Database Sharding: Cost vs. Performance

Sharding can boost database performance, but it comes with trade-offs. Before diving in, consider this: sharding increases system complexity, operational overhead, and costs. It’s not a first option – opt for vertical scaling or other optimizations first. But when scaling horizontally becomes unavoidable, choosing the right sharding strategy matters.

Key Takeaways:

  • Hash-based Sharding: Balances write-heavy workloads but struggles with range queries. Costs can rise due to scatter-gather operations and resharding challenges.
  • Range-based Sharding: Great for range queries but prone to hotspots with sequential keys. Manual rebalancing is often required.
  • Directory-based Sharding: Provides flexibility for data placement but adds dependency on a lookup service, increasing complexity.

Quick Comparison:

Strategy Best For Challenges Costs
Hash-based High write volumes Poor range query performance Moderate, with added logic
Range-based Range-heavy queries Hotspots from sequential keys Lower, but uneven scaling
Directory-based Customizable workloads Dependency on lookup service High, due to added overhead

Sharding is a one-way decision – reverse migrations are risky and expensive. Use it only after exhausting simpler scaling methods.

Sharding Strategies Explained: Database Partitioning for Scalability

1. Hash-based Sharding

When it comes to sharding strategies, balancing cost and performance is key. Hash-based sharding offers predictable data placement but brings along operational challenges.

In this method, a hash function is applied to a shard key (like user_id), and records are assigned using modulo arithmetic:

shard_number = hash(shard_key) % number_of_shards

This approach ensures deterministic routing without needing a lookup table.

Performance Gains

One major benefit of hash-based sharding is its ability to evenly distribute write operations. By separating data placement from natural ordering (like timestamps or sequential IDs), it avoids overloading any single shard. Point lookups are quick since the router can calculate the target shard directly, keeping read latency low.

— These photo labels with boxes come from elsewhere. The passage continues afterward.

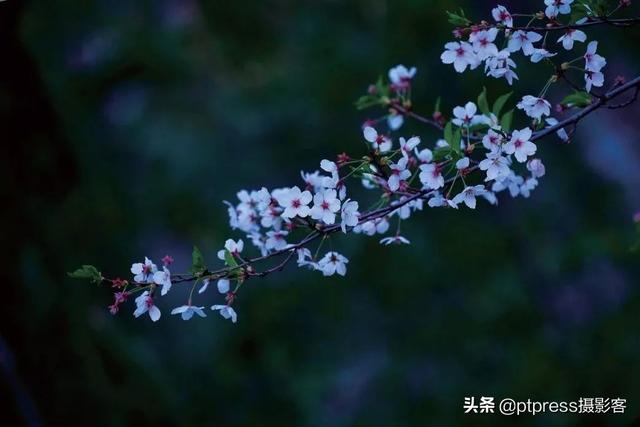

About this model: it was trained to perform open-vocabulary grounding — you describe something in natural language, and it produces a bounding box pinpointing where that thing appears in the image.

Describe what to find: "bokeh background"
[0,0,640,426]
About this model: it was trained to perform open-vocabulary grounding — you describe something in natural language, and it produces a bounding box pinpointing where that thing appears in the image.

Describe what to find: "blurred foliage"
[0,0,640,426]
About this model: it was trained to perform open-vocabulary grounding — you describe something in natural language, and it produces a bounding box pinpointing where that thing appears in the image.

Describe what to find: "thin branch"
[531,76,640,141]
[478,17,640,33]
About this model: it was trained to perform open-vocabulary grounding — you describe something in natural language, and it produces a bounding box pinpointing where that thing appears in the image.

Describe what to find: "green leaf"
[561,92,591,108]
[493,92,513,117]
[478,87,491,115]
[449,128,462,155]
[444,122,453,145]
[500,110,513,132]
[67,265,103,285]
[433,97,441,113]
[189,246,207,274]
[447,8,471,27]
[224,249,238,267]
[433,147,451,162]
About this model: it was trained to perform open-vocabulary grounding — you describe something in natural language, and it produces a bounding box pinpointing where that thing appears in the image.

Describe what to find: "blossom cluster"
[73,0,640,323]
[440,0,606,97]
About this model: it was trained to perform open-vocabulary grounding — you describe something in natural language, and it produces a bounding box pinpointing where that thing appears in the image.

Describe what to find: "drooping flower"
[507,30,542,56]
[218,239,244,261]
[480,152,511,181]
[491,5,513,28]
[531,49,557,64]
[440,42,479,73]
[264,230,289,251]
[584,40,607,71]
[387,157,411,191]
[584,70,604,92]
[362,126,392,153]
[418,163,444,190]
[558,28,587,50]
[504,128,537,163]
[427,193,458,209]
[211,304,238,323]
[389,65,418,90]
[544,0,573,19]
[456,157,471,171]
[451,102,483,126]
[453,185,486,209]
[340,199,360,233]
[276,186,312,218]
[171,305,207,320]
[311,189,340,225]
[153,267,171,296]
[217,279,231,294]
[527,159,546,178]
[482,129,504,153]
[473,28,498,61]
[414,148,433,163]
[380,235,411,246]
[318,251,349,276]
[545,117,569,142]
[399,136,420,157]
[484,49,518,85]
[516,95,551,120]
[198,277,211,294]
[133,291,161,322]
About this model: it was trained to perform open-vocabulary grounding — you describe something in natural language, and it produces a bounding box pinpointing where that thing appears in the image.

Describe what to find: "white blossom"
[531,49,557,63]
[380,235,411,246]
[507,30,542,56]
[440,42,478,73]
[451,102,486,126]
[276,186,312,218]
[218,239,244,261]
[482,129,504,153]
[484,49,518,85]
[418,163,444,190]
[387,157,411,191]
[399,136,420,157]
[545,117,569,142]
[453,185,486,209]
[133,291,161,322]
[318,251,349,276]
[491,5,513,28]
[473,28,498,60]
[198,277,211,294]
[216,279,231,294]
[311,189,340,225]
[387,113,404,130]
[211,304,238,323]
[171,305,207,320]
[362,126,392,153]
[558,28,587,50]
[153,266,171,296]
[516,95,551,120]
[504,128,537,163]
[389,65,418,88]
[264,230,289,251]
[480,152,511,181]
[527,159,546,178]
[584,40,607,71]
[131,257,158,283]
[544,0,573,19]
[340,199,360,233]
[414,148,433,163]
[427,193,458,209]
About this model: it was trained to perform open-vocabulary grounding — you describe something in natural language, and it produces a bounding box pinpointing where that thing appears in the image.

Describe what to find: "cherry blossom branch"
[490,17,640,33]
[531,76,640,140]
[71,0,640,322]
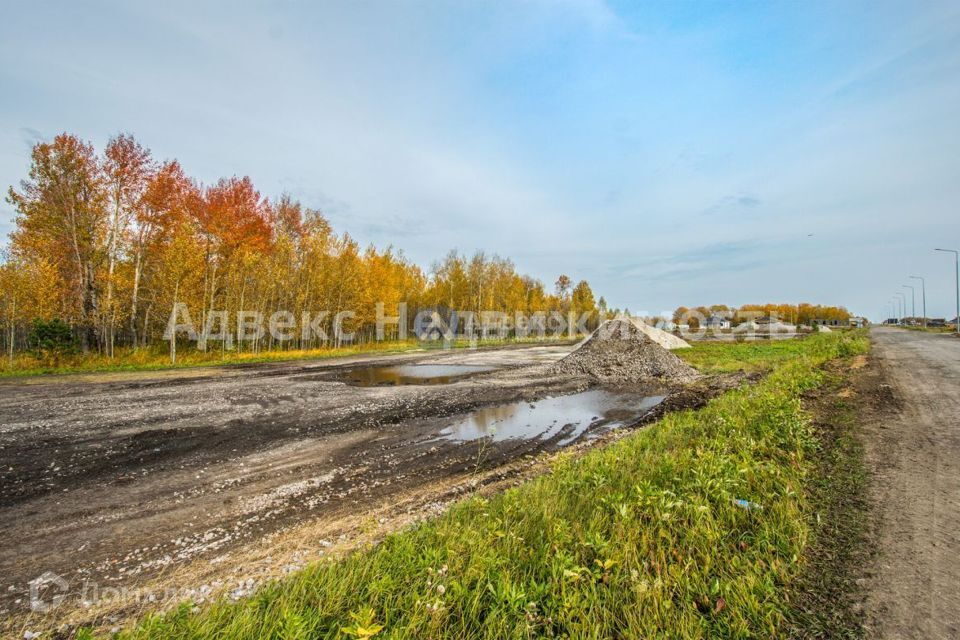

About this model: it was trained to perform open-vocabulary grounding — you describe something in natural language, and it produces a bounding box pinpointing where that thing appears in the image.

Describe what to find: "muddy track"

However, this comes at a cost for range queries. Hashing destroys data locality, meaning queries spanning a range of values must be broadcast to all shards and then combined. This scatter-gather process can add 15–25 ms to the p99 tail latency for each additional shard involved. The overall query performance depends on the slowest shard’s response time.

Infrastructure Costs

Using multiple smaller instances can save on raw compute costs – 20 smaller instances cost 47% less than a single high-end server. But when you factor in proxies, monitoring, and backups, total monthly costs end up being 31% higher. Horizontally scaled systems also tend to experience 3.5× more production incidents per month.

Resharding with a basic modulo-based approach requires remapping nearly all data, which can be highly disruptive. Consistent hashing offers a better solution, reducing data movement to roughly 1/N of the total dataset – a significant improvement at scale. For instance, Instagram’s 2012 system used 4,096 logical shards mapped to fewer physical servers. This setup allowed them to scale by simply moving logical shards between servers rather than re-hashing the entire dataset.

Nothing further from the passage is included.